Wireless devices may periodically hang during work, interfere with the work of other consumer electronics products (such as radio stations), or fail to fully perform their intended functions. These problems will make consumers' technical level and corresponding products The supplier loses confidence.

To avoid this terrible situation, it is critical to choose a high-performance spectrum analyzer that meets the needs of today's wireless product design and debugging. This spectrum analyzer must not only be able to verify the true performance of the product, but also be able to detect it. The function of a highly integrated wireless transmitter.

In the past few years, the products that users have come into contact with are becoming more and more powerful. The purpose is to integrate a variety of convenient and practical technologies in a single device such as a mobile phone, thereby enhancing the user's multifunctional experience. New high-speed data technologies, such as HSDPA/HSUPA and A version of 1xEV-DO, provide users with more powerful features such as broadcast video and high-speed E-mail. Moreover, technologies such as satellite and Earth video broadcasting, UWB and WLAN will also be integrated into mobile handheld devices.

This trend of versatile integration presents designers with two major challenges: dealing with rapidly changing bandwidth allocation requirements and isolating problems that occur in highly integrated systems. Today, most standards only require wireless transmitter testing in a fixed operating state. However, in essence, the bandwidth required for user models of high-speed data services (such as high-speed Internet access, E-mail and periodic downloads, etc.) varies in real-time as demand.

If the ratio of the peak power to the average power of the signal varies greatly, this instantaneous bandwidth change will present a greater challenge. The above problem occurs when other wireless technologies cause instantaneous battery consumption, or when signals transmitted out of band interfere with the operation of the sensitive receiver.

Suppose a user wants to make a call from a mobile phone, connect to a data download file, use UWB to send the file to a storage device, and watch the World Cup through a continuous video service. How do designers ensure that these functions are implemented? To fully test a multi-functional integrated device, designers must go beyond the limitations of technical standards to test the actual operational and performance requirements of the device.

Another challenge faced by designers is that as device integration increases, it becomes increasingly difficult to detect wireless transmitters. To simultaneously observe a signal path in the frequency, time, and digital domains, multiple test instruments may be required, so it becomes increasingly difficult to isolate hardware and software problems. The ability to correlate time events between signal events across multiple instruments and throughout the signal path has become an integral part of debugging modern wireless designs.

Regardless of the storage capacity of spectrum analyzers, oscilloscopes, and logic analyzers, their ability to store events is limited. So when we need to correlate a signal event between multiple instruments, we must isolate the signal of interest in real time as the event occurs before the memory is full. Otherwise, it is almost impossible to intercept a problem that changes over time between multiple domains.

The key to achieving this is the way the event is triggered and the ability to cross-trigger other instruments with low latency.

Triggering artifacts, capturing event data across test environments, and analyzing time-related data are all necessary to find the fundamental source of advanced wireless device problems. With the development of the past few years, spectrum analyzers have become the main tool for analyzing RF transmission characteristics. Choosing the right tools can speed up the development of wireless designers and improve development capabilities.

Base station multi-carrier amplifiers and other high-performance wireless transmitters are capable of measuring high-dynamic-range signals using the function of a swept-tuned spectrum analyzer. Recently, vector signal analyzers have been introduced to enable users to analyze the performance characteristics of transmitters for modulated signals. In some cases, these two types of analyzers can be used in combination. The user can observe a high dynamic range signal (spectral analysis) and a modulation state (vector analysis) of the signal. But unfortunately, users can't observe both signals at the same time.
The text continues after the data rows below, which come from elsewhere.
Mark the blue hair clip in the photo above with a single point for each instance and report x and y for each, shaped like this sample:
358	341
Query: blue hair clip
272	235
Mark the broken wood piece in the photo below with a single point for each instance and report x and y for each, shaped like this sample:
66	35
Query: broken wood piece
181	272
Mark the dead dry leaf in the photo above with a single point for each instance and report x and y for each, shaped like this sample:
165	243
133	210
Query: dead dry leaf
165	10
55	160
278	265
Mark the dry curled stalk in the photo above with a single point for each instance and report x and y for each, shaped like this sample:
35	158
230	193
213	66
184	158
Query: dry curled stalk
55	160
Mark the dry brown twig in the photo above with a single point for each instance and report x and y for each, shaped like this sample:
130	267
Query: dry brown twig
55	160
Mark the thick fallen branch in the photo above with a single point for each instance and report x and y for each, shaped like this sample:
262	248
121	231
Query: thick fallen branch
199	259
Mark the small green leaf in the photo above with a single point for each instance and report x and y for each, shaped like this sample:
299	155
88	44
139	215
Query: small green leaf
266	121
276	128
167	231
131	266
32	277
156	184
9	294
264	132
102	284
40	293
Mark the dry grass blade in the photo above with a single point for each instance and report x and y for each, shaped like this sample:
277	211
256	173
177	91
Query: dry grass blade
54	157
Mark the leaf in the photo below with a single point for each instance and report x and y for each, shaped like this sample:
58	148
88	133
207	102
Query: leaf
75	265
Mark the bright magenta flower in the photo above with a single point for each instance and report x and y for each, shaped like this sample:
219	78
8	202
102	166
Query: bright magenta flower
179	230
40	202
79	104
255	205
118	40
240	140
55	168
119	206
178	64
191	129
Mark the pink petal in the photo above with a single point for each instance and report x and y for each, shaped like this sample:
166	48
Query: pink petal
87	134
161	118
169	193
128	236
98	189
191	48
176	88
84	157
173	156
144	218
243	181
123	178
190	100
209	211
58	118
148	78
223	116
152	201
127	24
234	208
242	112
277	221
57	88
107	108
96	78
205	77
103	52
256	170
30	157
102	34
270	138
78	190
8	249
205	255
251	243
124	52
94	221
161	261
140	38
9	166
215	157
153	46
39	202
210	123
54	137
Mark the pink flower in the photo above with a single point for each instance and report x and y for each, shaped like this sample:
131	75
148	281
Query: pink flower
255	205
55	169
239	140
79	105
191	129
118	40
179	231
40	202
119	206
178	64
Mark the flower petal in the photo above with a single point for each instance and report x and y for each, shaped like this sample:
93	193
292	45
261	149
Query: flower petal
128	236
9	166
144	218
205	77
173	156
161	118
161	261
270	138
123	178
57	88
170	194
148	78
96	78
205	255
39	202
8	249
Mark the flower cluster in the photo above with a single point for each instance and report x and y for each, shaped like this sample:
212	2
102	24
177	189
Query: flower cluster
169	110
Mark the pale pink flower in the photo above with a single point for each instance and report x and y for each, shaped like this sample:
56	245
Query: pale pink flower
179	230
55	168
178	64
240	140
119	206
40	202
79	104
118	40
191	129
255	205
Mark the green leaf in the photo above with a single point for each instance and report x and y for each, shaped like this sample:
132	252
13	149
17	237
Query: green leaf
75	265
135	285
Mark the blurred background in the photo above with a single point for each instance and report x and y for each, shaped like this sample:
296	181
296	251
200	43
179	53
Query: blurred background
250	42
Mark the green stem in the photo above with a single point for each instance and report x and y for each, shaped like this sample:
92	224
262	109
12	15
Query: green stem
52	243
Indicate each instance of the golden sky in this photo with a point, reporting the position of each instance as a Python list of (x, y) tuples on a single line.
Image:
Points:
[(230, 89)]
The multi-carrier amplifier (MCPA) used in the early design test tools was inefficient and could not transmit burst carrier signals such as 1xEV-DO and HSDPA. This old-fashioned MCPA is being replaced by a new MCPA device that uses the latest linearization techniques such as digital pre-correction. Thanks to advanced DSP and higher data rate D/A converters, digital pre-correction linearization technology can greatly improve the efficiency of the amplifier and reduce the cost of implementation.
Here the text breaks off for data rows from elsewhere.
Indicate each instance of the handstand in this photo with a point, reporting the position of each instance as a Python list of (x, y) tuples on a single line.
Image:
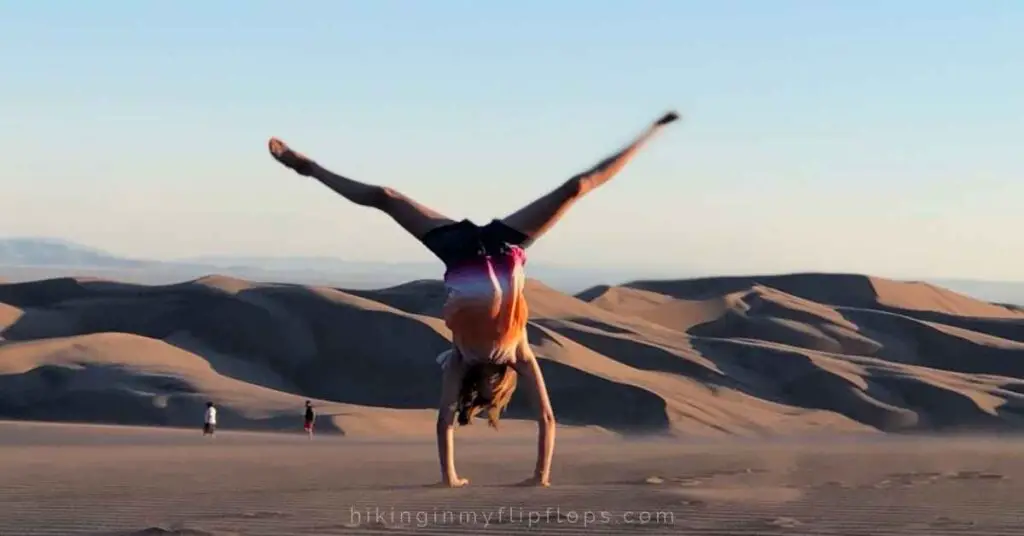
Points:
[(485, 308)]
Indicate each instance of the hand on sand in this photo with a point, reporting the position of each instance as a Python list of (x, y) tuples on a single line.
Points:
[(535, 482), (290, 159), (456, 483)]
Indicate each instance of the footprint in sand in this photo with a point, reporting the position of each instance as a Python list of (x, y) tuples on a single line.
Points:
[(974, 475), (160, 531), (745, 494), (785, 523)]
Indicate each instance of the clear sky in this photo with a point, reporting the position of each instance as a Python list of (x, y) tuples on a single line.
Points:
[(870, 135)]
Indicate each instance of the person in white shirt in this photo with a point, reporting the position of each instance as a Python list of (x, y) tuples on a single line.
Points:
[(210, 419)]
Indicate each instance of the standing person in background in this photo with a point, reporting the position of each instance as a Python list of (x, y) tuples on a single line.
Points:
[(309, 418), (210, 419)]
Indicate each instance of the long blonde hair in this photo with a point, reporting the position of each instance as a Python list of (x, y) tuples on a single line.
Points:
[(479, 379)]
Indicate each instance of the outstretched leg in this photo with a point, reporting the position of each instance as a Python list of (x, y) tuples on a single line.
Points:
[(536, 218), (414, 217)]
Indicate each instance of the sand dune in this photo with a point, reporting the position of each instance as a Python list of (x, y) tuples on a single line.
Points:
[(66, 480), (794, 354)]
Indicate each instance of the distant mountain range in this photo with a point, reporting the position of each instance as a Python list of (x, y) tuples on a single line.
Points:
[(33, 258)]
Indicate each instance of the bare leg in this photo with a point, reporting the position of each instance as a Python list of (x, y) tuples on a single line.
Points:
[(414, 217), (539, 216)]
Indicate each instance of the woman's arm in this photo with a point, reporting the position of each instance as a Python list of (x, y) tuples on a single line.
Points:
[(451, 383), (529, 370)]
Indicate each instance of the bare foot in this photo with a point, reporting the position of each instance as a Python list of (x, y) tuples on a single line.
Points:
[(457, 483), (669, 117), (290, 159), (535, 482)]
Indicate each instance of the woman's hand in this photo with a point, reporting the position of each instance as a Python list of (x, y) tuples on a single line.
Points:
[(529, 370)]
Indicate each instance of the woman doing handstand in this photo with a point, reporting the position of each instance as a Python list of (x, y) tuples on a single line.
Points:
[(485, 308)]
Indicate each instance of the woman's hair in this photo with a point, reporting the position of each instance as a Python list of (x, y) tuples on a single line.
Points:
[(485, 386)]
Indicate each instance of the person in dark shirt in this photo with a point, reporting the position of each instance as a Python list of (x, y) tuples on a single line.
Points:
[(309, 418)]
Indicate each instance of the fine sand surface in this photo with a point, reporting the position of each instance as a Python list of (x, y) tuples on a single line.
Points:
[(70, 480), (805, 354)]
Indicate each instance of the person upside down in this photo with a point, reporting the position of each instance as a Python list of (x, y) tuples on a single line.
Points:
[(485, 307)]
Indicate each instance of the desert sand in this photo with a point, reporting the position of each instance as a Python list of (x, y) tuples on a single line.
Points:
[(800, 404), (804, 354), (71, 480)]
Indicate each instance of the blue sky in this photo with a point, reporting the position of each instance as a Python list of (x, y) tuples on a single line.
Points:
[(868, 136)]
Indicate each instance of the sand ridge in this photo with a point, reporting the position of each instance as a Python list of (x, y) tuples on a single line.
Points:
[(774, 355)]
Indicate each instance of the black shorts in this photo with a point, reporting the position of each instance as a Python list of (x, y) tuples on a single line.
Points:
[(464, 240)]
Swept spectrum analyzers or vector signal analyzers can verify the spectrum and modulation performance of MCPA according to technical standards, but they cannot exceed the limits of technical standards and explain the device characteristics under actual conditions. The practical operation of modern wireless devices requires high speed data channels to have characteristics for the intended user usage pattern.
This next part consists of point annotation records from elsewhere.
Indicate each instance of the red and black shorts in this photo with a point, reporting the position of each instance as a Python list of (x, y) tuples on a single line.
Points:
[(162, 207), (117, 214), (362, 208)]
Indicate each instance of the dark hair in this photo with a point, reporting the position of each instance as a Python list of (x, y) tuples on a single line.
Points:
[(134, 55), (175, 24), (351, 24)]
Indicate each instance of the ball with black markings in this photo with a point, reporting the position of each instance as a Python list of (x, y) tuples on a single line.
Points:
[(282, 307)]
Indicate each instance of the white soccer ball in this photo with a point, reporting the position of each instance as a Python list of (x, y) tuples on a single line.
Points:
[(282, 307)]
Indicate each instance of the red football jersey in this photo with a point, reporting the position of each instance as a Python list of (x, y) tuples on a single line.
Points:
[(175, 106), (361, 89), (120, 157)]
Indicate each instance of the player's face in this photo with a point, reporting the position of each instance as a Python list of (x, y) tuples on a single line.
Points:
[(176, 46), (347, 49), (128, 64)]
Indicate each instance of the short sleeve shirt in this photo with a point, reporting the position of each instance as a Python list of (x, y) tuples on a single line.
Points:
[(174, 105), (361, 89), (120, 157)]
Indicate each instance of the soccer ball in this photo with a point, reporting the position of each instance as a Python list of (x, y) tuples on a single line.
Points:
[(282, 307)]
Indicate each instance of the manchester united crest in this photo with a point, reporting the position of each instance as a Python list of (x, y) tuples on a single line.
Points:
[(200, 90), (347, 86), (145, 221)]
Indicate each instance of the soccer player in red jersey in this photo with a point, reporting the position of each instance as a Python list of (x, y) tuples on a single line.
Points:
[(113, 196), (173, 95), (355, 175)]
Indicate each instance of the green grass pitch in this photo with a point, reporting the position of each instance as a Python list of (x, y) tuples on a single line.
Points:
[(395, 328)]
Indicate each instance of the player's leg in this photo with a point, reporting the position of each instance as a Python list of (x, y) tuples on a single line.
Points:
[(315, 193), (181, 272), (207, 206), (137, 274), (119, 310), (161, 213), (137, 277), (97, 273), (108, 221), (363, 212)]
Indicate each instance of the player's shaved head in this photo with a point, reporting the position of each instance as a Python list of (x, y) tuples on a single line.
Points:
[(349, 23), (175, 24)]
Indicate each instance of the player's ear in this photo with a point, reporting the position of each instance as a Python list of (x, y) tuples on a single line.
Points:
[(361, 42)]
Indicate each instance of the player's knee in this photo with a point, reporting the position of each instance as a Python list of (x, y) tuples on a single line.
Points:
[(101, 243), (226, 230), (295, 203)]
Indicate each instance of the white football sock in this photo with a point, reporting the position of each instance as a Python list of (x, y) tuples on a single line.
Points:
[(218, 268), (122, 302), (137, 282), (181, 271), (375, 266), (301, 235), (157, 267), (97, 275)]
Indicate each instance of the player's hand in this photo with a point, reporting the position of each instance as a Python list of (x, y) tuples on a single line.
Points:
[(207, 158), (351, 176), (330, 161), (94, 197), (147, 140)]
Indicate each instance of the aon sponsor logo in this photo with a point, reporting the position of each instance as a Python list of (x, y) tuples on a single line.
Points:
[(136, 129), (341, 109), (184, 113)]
The architecture of swept-tuned spectrum analyzers and vector signal analyzers limits their ability to detect transient events. The probability of capturing a spectral event depends on the speed of the scan, the range of quantization, and the subsequent processing of the trace information (trace informaTIon). Sweep-tuned analyzers do not have vector memory and typically only record minimum, maximum, and average power consumption. Although the vector signal analyzer has a vector trace memory, it can capture signal processing at a slower rate and cannot perform continuous signal analysis tasks.